Wo ist das UNHCR noch in Ungarn aktiv?
Baloch: Allgemein ist das UNHCR bereits seit Jahren in Ungarn tätig, und unsere Mitarbeiter sind überall, wo sie gebraucht werden, ob am Keleti oder der ungarisch-serbischen Grenze. Am Ostbahnhof zum Beispiel treten wir mit den Flüchtlingen in den Dialog, um uns über ihre Bedürfnisse zu informieren, geben Rat. Ich spreche Paschtu und Dari, das sind Sprachen des Bezirks Awaran in Pakistan, und kann so beim Dolmetschen und Übersetzen helfen.
Im ungarischen Parlament finden Diskussionen über die Hintergründe der aktuellen Migrationswelle statt. Der Zaun entlang der serbischen Grenze soll insbesondere Wirtschaftsflüchtlinge fernhalten, heißt es.

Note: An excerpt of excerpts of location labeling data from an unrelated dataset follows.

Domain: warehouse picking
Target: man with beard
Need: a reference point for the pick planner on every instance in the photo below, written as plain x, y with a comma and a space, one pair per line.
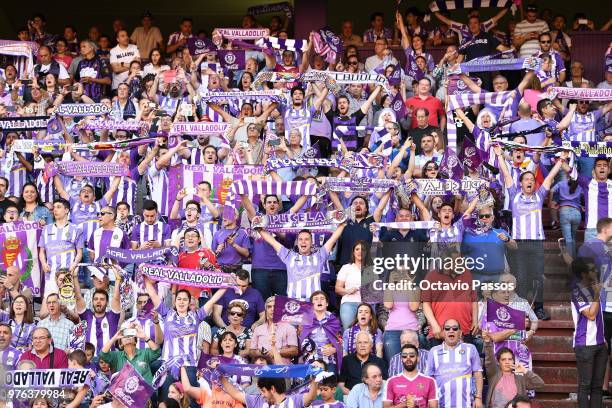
411, 388
101, 325
341, 117
453, 364
9, 355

Baloch: Ungarn hat momentan hauptsächlich mit Kriegsflüchtlingen aus Syrien, Afghanistan und dem Irak zu tun. Es kommen aber auch Menschen aus Pakistan und Bangladesch – Länder, die nicht direkt Flüchtlingsströme produzieren. Aus UNHCR-Sicht ist es wichtig, dass es hier in Ungarn von Anfang an einen guten Aufnahme- und Registrierungsprozess für die neu ankommenden Menschen gibt. Bei allem soll überprüft werden, ob sie auf internationalen Schutz angewiesen sind. Hierfür braucht es ein gutes System. Wir haben jedoch keine Einwände, dass Menschen gegebenenfalls und in Beachtung internationaler Menschenrechtsstandards in ihre Herkunftsländer zurückgeschickt werden, sofern sie keinen internationalen Schutz benötigen.
Zur Person:
Der 41-jährige Babar Baloch ist seit Juni 2015 zentraleuropäischer Sprecher des Flüchtlingshilfswerks der Vereinten Nationen in Budapest. Davor war er in Genf als Communications Officer des UNHCR für Amerika und Asien zuständig. Er stammt aus der pakistanischen Provinz Belutschistan.